Gene expression analysis to evaluate the effect of p38 specific inhibitor SB203580 on
SEB-induced apoptosis related pathways
By: Lisa Hesse, Advisor—Dr. Chanaka Mendis
Abstract
Staphylococcal enterotoxin B (SEB) is a bacterial toxin that has been thoroughly
investigated. However, little is known about the cascades of signaling events that explain
its patho-mechanism. This research involves the pathogenic nature of SEB, which can
cause death in human peripheral blood mononuclear cells (PBMC) by inducing multiple
signal transduction pathways. Inhibiting crucial pathway inter-connector (p38) may alter
unwanted, SEB-induced, cellular activities. This study focuses on obstructing signaling
pathways using inhibitor SB203580 and analyzing alterations to known expression
patterns of genes associated with apoptosis [the Caspase genes and Heparanse precursor
(HEP)]. As our experimental design specifically targets p38, we believe our target is
unique and has the ability to sustain longer lasting inhibitory effects. We are also
confident that inhibiting such a component will have a maximum effect on a cell module,
terminating the “leaking effect,” which may benefit other experimental modules focused
on disease prevention and rapid diagnostics.
Introduction
Staphylococcal enterotoxin B (SEB) is a toxin secreted by the bacterium Staphylococcus
aureus and causes a person to have symptoms of food poisoning. These flu-like symptoms, if
overlooked for a prolonged period of time, can cause a lot of harm to a person, and possibly lead
to death. S. aureus is found in improperly refrigerated meats and dairy products and will survive
unless food is cooked thoroughly. Once in the body, the bacterium releases the SEB toxin,
triggering a multitude of cell signaling pathways leading up to the flu-like symptoms associated
with food poisoning. The genes activated in these cell pathways have been sequenced and are
well known; however, a way to inhibit the activation of such genes has yet to be perfected. It is
known that the structure of SEB contains two units of the amino acid cysteine in the middle of
the whole protein forming a disulphide bridge when the toxin is mature with an intervening
variable loop (Jett 1092). SEB is different form the other staphylococcal enterotoxins (SEs) such
as SEA, C1, C2, C3, D, E, G, H, I, and J due to its affinity for different cell types as well as for
the binding sites of the class II major histocompatibility complex (MHC II) and T-cell receptors
(Jett 1093). It has been found that multiple conserved residues on the smaller domain structure
of the toxin as well as in the N- and C-terminal regions allow SEB to bind to the β subunit of
MHC II (Jett 1093). The binding of SEB to MHC II activates polyclonal T lymphocytes, the cells
of the immune system that are responsible for killing viral infected cells (Blazes).

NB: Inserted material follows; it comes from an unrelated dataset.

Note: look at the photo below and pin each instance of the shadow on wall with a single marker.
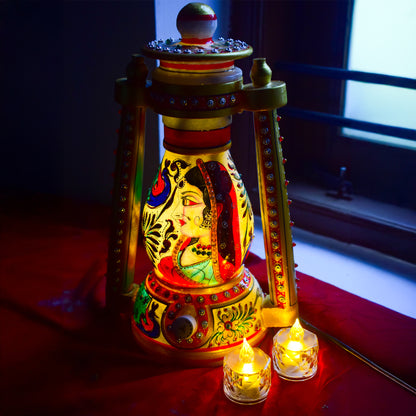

In an attempt to determine the exact pathways SEB induces within a cell, the various
gene expressions of genes known to be associated with apoptosis will be analyzed and quantified
when compared to the expression of a housekeeping gene. This project focuses in on the p38
inter connector, which is known to have an influence on the apoptosis pathway induced by the
SEB toxin. By introducing an inhibitor to this interconnector, SB203580, the effect of blocking
the pathway may allow for a complete specific gene pathway to be determined. Once the
pathway is mapped, the information has the potential to provide medicinal breakthroughs in the
fields of cell death and aging.
Methods
QUANTIFICATION OF RNA AND PROTEIN SAMPLES
RNA and protein samples were isolated from three types of human PBMCs (Peripheral Blood
Mononuclear Cells): 1) control (not treated with anything at 2 and 6 hours), 2) toxin exposed
cells with inhibitor for 2 and 6 hrs, and 3) toxin exposed cells without the inhibitor at 2 and 6
hours (WRAIR, Silver Spring, MD). These samples were then quantitated using a UV-VIS
spectrometer (PerkinElmer Lambda 900 UV/VIS/NIR Spectrometer).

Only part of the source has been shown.